NFTs: Token Enthusiasm

A new digital tool—non-fungible tokens—has emerged on the scene out of nowhere. Can corporate leaders capitalize on it?

There was no paperwork to sign. No transaction documentation to be notarized. No supplier agreements or real estate deeds to file away. All of the contracts needed to complete the multibillion-dollar corporate merger were transferred digitally using so-called non-fungible tokens, or NFTs.

NFTs, basically digital certificates verifying the authenticity and ownership of virtual or physical assets, have been around since 2015. But after the auction house Christie’s sold an original piece of digital art for $70 million last week, NFTs are all the rage among business leaders, says Alan Guarino, vice chairman of Korn Ferry’s Board and CEO Services practice. “Corporate leaders are starting to see the tokens’ potential to monetize intellectual property,” he says. “It opens up whole new avenues of innovation for corporate and consumer transactions globally.”
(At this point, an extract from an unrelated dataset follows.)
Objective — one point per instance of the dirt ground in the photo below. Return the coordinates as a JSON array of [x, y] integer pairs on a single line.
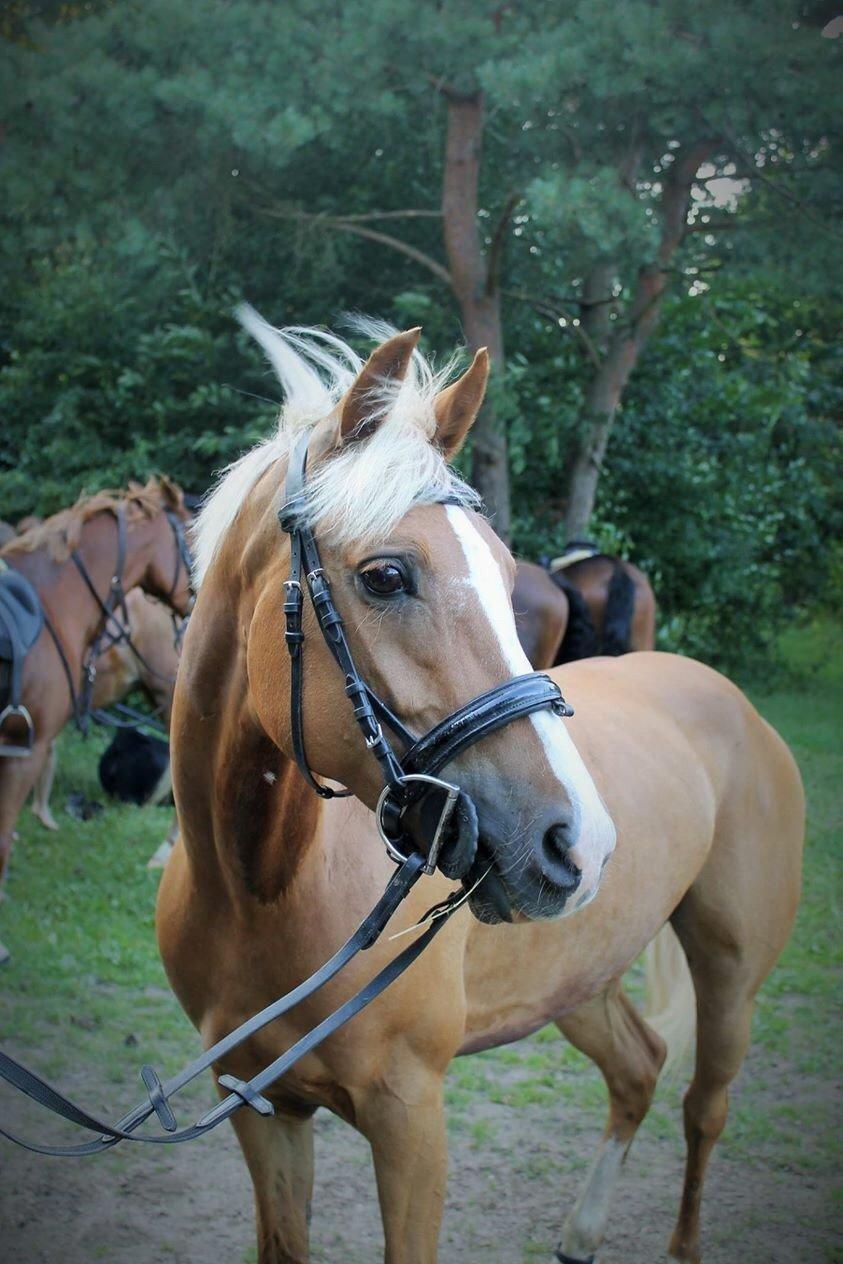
[[513, 1173]]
Though they’re sometimes confused with bitcoins or other digital currencies, NFTs aren’t a form of payment. Rather, they are digital records that assign value to an asset that can be bought, sold, or traded by validating its originality. The token tracks an asset’s movement over blockchain, triggering payment once it is transferred from one owner to another. For instance, an NFT can permanently link a photographer to an original picture, thereby providing both an avenue to collect royalties on its use and a way to identify reproductions that aren’t legitimate.
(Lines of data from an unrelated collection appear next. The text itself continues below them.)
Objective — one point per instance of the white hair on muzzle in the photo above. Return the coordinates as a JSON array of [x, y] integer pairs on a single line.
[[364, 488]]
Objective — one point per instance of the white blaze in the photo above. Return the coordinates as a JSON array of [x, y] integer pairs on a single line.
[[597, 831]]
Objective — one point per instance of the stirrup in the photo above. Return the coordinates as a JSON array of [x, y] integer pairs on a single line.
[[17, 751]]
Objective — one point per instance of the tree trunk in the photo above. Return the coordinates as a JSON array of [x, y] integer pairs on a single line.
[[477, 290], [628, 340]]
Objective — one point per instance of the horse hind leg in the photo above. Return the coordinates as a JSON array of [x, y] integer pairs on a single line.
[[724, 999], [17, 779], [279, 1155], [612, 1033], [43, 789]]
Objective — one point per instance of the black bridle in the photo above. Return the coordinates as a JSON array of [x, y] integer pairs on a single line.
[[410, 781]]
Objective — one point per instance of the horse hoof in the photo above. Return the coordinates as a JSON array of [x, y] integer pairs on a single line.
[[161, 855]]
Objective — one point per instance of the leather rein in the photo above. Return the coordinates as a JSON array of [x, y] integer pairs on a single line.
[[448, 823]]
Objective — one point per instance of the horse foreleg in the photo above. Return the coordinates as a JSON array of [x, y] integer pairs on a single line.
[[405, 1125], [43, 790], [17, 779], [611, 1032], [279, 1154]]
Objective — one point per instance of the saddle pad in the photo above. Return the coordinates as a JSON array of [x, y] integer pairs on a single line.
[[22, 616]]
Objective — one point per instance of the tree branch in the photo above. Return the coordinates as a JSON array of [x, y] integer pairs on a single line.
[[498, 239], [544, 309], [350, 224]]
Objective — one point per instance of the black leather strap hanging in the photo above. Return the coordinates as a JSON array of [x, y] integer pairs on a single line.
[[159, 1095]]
So far, celebrities, athletes, musicians, artists, and other creators have primarily used NFTs as a way to generate revenue from songs, videos, or even social media posts. The National Basketball Association, for example, uses NFTs to sell original highlight packages created specifically for digital use. But NFTs are starting to seep into more traditional corporate industries like real estate and financial services, says Deepali Vyas, a Korn Ferry senior client partner and global cohead of the firm’s Fintech practice. She says asset managers and banks are incorporating NFTs into their trading and investment portfolios, for instance.
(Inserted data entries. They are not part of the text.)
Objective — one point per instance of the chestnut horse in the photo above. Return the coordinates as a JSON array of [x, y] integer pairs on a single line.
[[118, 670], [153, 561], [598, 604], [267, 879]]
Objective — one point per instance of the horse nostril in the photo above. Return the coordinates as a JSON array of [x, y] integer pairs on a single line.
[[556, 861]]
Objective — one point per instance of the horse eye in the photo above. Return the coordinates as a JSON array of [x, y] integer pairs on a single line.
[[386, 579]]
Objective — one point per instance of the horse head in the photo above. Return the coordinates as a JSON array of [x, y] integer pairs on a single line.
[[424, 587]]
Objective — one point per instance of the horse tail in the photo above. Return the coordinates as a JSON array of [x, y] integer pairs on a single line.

Moreover, Vyas says the potential for NFTs to be used by fashion designers and luxury retailers to fight fakes, property owners to transfer deeds in real estate transactions, and even bankers and lawyers to eliminate paperwork in M&A and IPO deals is only just beginning. On a grander scale, NFTs’ ability to optimize supply chain processes—using tokens to order inventory and instantly transferring them to trigger payment upon delivery—could literally equate to billions of dollars in the form of new revenue and reduced costs for businesses across industries. “If it becomes the new normal, NFTs could alleviate all kinds of supply chain stress by creating a more efficient, lower-risk, frictionless transaction environment,” Vyas says.

The sheer volume of applications for NFTs is part of the reason why, akin to the soaring prices for bitcoins, they are starting to explode in value. The NFT market grew by 300% last year to more than $250 million, according to the NFT Report 2020. It’s poised to swell even more in 2021—about $100 million worth of NFTs were sold in a 30-day span already this year.

Skeptics say the digital tool might just be experiencing a bubble and firm leaders will be too distracted emerging from the pandemic to jump on. What’s more, security concerns may emerge about the authenticity around NFTs. But Guarino says unlike digital currencies, where user accounts are frequently targeted by hackers for mining, NFTs are less volatile and more secure. The authentication element makes NFTs easier to track and therefore provides more protection against theft or hacking. “That’s part of what makes NFTs so attractive to leaders as a viable digital option which can trade seamlessly as corporate transactions on the blockchain,” Guarino says.